Dabei weiß niemand besser als Singer selbst, wie weit seine Zunft davon entfernt ist, solche Ängste (oder Hoffnungen) zu erfüllen. Wenn er im Gespräch den Stand seiner Wissenschaft bilanziert, klingt es eher nach Desillusionierung: "Ich bin davon überzeugt, dass wir heute weniger wissen, wie das Gehirn funktioniert, als wir vor 20, 30 Jahren zu wissen glaubten", formuliert Singer in der für ihn typischen, präzisen Gelehrtensprache. Je tiefer die Neurobiologen in das Gewirr der 100 Milliarden Nervenzellen (Neuronen) und ihrer noch zahlreicheren Verbindungen (Synapsen) eindrangen, umso mehr schienen sich Phänomene wie "Geist" oder "Bewusstsein" zu verflüchtigen. Deshalb wagt der 62-Jährige noch einmal den Aufbruch. Gemeinsam mit dem Physiker Walter Greiner hat er das Frankfurt Institute for Advanced Studies (FIAS) gegründet, das diese Woche eröffnet wird. In dieser Denkerwerkstatt soll das stattfinden, was man einen "Paradigmenwechsel" nennt. "Nachdem sich die Wissenschaft bisher vornehmlich damit befasst hat, die Welt in ihre Komponenten zu zerlegen, müssen jetzt die vielfach sehr gut beschriebenen Bausteine in ihrem Zusammenwirken betrachtet und besser verstanden werden", formulieren Singer und Greiner das Programm des FIAS.
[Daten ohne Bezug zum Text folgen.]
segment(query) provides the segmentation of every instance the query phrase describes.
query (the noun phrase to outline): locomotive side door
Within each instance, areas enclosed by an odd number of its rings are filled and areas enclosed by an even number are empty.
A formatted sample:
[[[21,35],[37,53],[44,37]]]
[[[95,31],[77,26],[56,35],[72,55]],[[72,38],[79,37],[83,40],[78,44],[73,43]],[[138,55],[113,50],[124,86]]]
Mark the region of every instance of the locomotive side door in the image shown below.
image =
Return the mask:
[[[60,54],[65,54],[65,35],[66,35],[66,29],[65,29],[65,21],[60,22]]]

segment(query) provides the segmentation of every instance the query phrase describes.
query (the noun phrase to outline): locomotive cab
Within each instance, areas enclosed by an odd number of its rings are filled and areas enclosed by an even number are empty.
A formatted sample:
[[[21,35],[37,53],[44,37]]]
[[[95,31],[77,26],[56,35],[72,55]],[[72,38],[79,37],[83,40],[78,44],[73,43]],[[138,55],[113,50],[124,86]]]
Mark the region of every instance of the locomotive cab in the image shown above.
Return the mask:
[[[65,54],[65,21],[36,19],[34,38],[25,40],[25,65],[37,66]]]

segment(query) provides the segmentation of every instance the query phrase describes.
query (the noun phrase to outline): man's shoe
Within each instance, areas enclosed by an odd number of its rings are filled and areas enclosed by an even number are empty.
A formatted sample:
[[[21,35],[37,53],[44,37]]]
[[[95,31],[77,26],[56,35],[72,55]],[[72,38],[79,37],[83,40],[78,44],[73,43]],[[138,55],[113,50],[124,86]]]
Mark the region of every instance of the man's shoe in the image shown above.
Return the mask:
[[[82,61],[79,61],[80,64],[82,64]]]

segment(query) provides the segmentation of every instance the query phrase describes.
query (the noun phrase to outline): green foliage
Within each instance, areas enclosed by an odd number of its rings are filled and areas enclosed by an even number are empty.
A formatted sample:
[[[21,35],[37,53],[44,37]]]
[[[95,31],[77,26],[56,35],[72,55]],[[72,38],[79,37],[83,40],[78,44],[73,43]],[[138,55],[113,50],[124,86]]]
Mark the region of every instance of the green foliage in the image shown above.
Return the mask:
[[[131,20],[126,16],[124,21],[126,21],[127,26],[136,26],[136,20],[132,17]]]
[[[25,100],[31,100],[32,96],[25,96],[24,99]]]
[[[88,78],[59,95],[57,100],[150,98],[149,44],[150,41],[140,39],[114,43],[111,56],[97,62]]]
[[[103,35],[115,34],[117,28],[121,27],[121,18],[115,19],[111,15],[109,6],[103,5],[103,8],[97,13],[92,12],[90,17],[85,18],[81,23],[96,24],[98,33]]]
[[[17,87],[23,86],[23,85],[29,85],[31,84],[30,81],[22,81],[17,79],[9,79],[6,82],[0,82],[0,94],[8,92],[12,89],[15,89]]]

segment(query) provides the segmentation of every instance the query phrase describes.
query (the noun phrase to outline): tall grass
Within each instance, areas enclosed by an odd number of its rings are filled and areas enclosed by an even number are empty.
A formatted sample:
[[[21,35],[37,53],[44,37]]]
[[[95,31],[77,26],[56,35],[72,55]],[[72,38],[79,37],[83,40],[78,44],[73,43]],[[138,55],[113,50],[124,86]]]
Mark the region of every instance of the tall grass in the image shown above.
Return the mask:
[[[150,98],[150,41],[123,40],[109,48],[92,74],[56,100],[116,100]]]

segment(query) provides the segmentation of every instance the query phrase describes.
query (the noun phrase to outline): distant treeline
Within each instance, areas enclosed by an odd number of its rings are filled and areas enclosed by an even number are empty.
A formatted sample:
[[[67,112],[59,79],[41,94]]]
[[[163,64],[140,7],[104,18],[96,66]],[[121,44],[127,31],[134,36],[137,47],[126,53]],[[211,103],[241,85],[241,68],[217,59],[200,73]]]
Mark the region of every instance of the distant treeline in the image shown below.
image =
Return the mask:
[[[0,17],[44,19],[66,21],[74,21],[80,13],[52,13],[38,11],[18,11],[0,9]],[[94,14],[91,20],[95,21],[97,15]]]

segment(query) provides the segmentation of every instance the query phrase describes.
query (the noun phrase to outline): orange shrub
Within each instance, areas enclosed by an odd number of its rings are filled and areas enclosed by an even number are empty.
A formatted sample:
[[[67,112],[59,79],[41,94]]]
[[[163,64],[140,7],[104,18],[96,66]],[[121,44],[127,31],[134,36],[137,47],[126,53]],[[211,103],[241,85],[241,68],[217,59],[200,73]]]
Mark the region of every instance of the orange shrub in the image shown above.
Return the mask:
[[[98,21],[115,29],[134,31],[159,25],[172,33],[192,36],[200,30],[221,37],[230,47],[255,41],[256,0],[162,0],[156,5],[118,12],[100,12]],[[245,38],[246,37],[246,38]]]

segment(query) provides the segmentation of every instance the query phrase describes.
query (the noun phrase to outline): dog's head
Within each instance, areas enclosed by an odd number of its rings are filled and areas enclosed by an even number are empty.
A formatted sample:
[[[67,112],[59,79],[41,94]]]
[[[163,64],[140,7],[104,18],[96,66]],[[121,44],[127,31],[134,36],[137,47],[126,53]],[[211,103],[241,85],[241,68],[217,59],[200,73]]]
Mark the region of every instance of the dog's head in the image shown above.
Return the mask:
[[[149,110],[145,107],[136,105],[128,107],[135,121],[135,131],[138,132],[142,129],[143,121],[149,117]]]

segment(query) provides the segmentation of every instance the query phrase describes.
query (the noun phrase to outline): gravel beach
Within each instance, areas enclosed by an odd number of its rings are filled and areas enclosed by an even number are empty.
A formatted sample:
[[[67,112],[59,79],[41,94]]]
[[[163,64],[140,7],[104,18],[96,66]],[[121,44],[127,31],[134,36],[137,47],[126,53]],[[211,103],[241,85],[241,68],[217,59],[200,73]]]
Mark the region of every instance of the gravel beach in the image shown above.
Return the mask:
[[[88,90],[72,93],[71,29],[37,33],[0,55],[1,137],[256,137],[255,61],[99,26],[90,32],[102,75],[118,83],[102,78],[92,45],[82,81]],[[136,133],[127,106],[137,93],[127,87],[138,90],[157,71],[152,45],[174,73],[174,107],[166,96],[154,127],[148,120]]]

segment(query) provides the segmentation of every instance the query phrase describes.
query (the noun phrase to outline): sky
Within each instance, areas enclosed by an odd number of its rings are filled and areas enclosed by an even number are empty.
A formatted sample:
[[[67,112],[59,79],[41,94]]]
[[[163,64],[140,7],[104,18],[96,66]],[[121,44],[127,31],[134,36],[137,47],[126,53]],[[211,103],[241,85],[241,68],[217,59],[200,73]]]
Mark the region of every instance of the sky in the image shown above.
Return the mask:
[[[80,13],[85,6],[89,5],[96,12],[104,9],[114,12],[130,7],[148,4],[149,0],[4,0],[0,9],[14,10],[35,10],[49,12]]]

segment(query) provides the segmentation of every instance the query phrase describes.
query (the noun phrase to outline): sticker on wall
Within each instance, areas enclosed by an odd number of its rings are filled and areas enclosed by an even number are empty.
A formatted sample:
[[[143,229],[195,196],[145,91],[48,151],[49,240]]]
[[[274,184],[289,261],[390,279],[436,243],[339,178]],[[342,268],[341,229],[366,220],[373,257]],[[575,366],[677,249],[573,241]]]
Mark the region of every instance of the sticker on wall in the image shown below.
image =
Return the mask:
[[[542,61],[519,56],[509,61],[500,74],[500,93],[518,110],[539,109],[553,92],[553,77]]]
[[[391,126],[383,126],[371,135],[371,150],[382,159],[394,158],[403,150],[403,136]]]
Denn anders als es der erregte öffentliche Diskurs vermuten lässt, sind die Forscher weit davon entfernt, das "System Gehirn" wirklich zu verstehen. Im Gegenteil, "alles droht sehr viel komplizierter zu werden", gibt Singer zu. Bewusstsein und "Ich" manifestierten sich als "emergente Eigenschaften einer sehr komplexen Systemdynamik". Doch wie diese Dynamik genau funktioniert, gibt Singer zu, "das haben wir nicht verstanden".

Für "Grenzgänger" ist das neue Institut konzipiert, als Ort, an dem Neurotheoretiker, Biologen, Physiker und Statistiker nach gemeinsamen Organisationsprinzipien in Gehirn, Genom und Vielteilchensystemen suchen. "Meine Hoffnung ist, dass zum Beispiel ein theoretischer Physiker zum Hirnforscher sagt: Hör mal, dein Problem haben wir in anderem Zusammenhang schon längst untersucht." Als philosopher in residence kommt Thomas Metzinger an Bord, und für die angeschlossene Graduate-School hat man bereits die ersten Stipendiaten ausgewählt ("wenige Deutsche, aber einige hoch begabte junge Russen und Rumänen").

Hoffnung macht Singer dabei die Erkenntnis, dass das Gehirn – anders etwa als das hochkomplexe Klimageschehen – ein "zielorientiertes System" sei. Schließlich habe ein evolutionärer Prozess das Organ geformt. Deshalb, glaubt Singer, "ist das Gehirn so konfiguriert, dass nichtchaotische Prozesse dominieren. Weil die neuronale Dynamik auf einen Zweck hin organisiert ist, muss sie ein gewisses Maß an Verlässlichkeit haben."